- Location of the township region in Mangshi
- Xishan Township Location in Yunnan
- Coordinates: 24°18′13″N 98°12′49″E﻿ / ﻿24.303631°N 98.213579°E
- Country: People's Republic of China
- Province: Yunnan
- Prefecture-level city: Dehong Dai and Jingpo Autonomous Prefecture
- County-level city: Mangshi

Area
- • Total: 249 km^{2} (96 sq mi)
- Elevation: 800 m (2,600 ft)

Population (2014)
- • Total: 12,131
- • Density: 49/km^{2} (130/sq mi)
- Time zone: UTC+08:00 (China Standard)
- Postal code: 678400
- Area code: 0692

= Xishan Township, Mangshi =

Xishan Township (西山乡 (西山鄉, Xīshaān Xiāng)) is a township in Mangshi, Yunnan, China. As of the 2014 census it had a population of 12,131 and an area of 249 km2. It is surrounded by Wuchalu Township on the north, Mengyue Township and Wangzishu Township on the west, and Zhefang Town on the east and south. Ninety percent of the local population is Jingpo people.
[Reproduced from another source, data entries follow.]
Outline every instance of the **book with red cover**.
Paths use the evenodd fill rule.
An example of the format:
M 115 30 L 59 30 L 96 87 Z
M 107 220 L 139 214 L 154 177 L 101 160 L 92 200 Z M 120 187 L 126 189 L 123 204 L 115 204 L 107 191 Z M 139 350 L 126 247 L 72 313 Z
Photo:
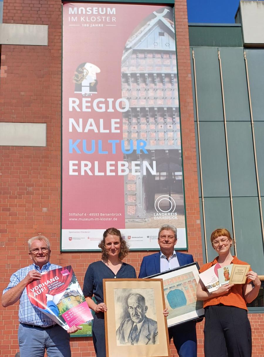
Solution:
M 43 273 L 26 289 L 30 302 L 66 330 L 93 318 L 70 265 Z

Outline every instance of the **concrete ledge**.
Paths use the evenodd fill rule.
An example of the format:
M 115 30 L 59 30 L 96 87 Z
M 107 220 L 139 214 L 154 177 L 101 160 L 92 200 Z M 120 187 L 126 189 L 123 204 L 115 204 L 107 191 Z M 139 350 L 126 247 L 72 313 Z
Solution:
M 0 123 L 0 145 L 46 146 L 47 125 L 38 123 Z
M 48 26 L 0 24 L 0 44 L 47 46 Z

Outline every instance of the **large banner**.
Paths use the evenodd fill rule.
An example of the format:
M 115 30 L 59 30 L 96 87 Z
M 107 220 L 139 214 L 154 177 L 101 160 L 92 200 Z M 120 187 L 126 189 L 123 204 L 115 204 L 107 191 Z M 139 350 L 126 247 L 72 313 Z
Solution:
M 173 9 L 63 5 L 62 250 L 187 242 Z

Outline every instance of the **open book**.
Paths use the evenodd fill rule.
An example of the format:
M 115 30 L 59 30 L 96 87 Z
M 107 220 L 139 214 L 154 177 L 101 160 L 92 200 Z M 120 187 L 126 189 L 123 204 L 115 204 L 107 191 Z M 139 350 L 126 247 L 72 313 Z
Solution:
M 199 277 L 209 292 L 212 292 L 225 284 L 244 284 L 250 268 L 250 265 L 233 264 L 221 267 L 218 263 L 200 273 Z
M 66 330 L 93 318 L 70 265 L 44 273 L 26 289 L 31 303 Z

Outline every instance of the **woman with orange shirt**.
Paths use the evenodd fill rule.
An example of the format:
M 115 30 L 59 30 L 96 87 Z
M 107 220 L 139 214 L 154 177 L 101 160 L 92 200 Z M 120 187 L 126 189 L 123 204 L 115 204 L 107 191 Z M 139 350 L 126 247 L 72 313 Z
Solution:
M 205 264 L 201 272 L 215 265 L 218 268 L 232 263 L 247 264 L 231 255 L 233 240 L 227 229 L 214 231 L 211 242 L 218 256 Z M 257 273 L 252 270 L 247 275 L 247 281 L 244 285 L 227 284 L 211 293 L 200 280 L 197 296 L 198 300 L 204 301 L 205 357 L 225 356 L 227 351 L 228 357 L 251 357 L 251 328 L 246 304 L 257 297 L 261 282 Z

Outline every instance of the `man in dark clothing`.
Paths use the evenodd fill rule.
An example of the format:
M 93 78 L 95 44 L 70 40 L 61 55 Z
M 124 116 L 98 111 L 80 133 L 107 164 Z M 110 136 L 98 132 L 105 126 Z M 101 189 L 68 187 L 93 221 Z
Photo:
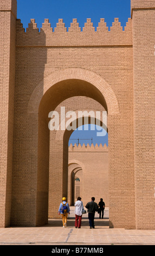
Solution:
M 95 198 L 92 197 L 92 201 L 87 203 L 86 208 L 88 209 L 90 228 L 95 228 L 94 217 L 95 211 L 98 210 L 98 205 L 95 202 Z
M 103 198 L 100 198 L 100 202 L 99 202 L 98 205 L 100 207 L 100 208 L 99 208 L 99 215 L 100 215 L 99 218 L 101 218 L 101 212 L 102 212 L 102 218 L 104 218 L 104 210 L 105 210 L 105 202 L 103 201 Z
==Administrative divisions==
As of December 2015, the township is divided into 6 villages:
- Nongbing (弄丙村)
- Bangjiao (邦角村)
- Mangdong (芒东村)
- Maojiang (毛讲村)
- Benqiang (崩强村)
- Yingpan (营盘村)

==History==
In 1958, Xishan Commune (西山公社) was set up.

It was renamed "Xiangyang Commune" (向阳公社) in 1969 and two years later it reverted to its former name of "Xishan Commune".

In 1984 its name was changed to "Xishan District".

It was upgraded to a township in 1988.

==Geography==
The highest elevation is 1750 meters and the lowest is 780 meters.

The Longchuan River (龙川江) flows through the township.

==Education==
- Xishan Middle School

==Economy==
The local economy is primarily based upon agriculture. Cash crops are mainly rice, wheat, sugarcane and tea.

==Transport==
The National Highway G56 passes across the township.

The Provincial Highway S320 runs north to south through the township.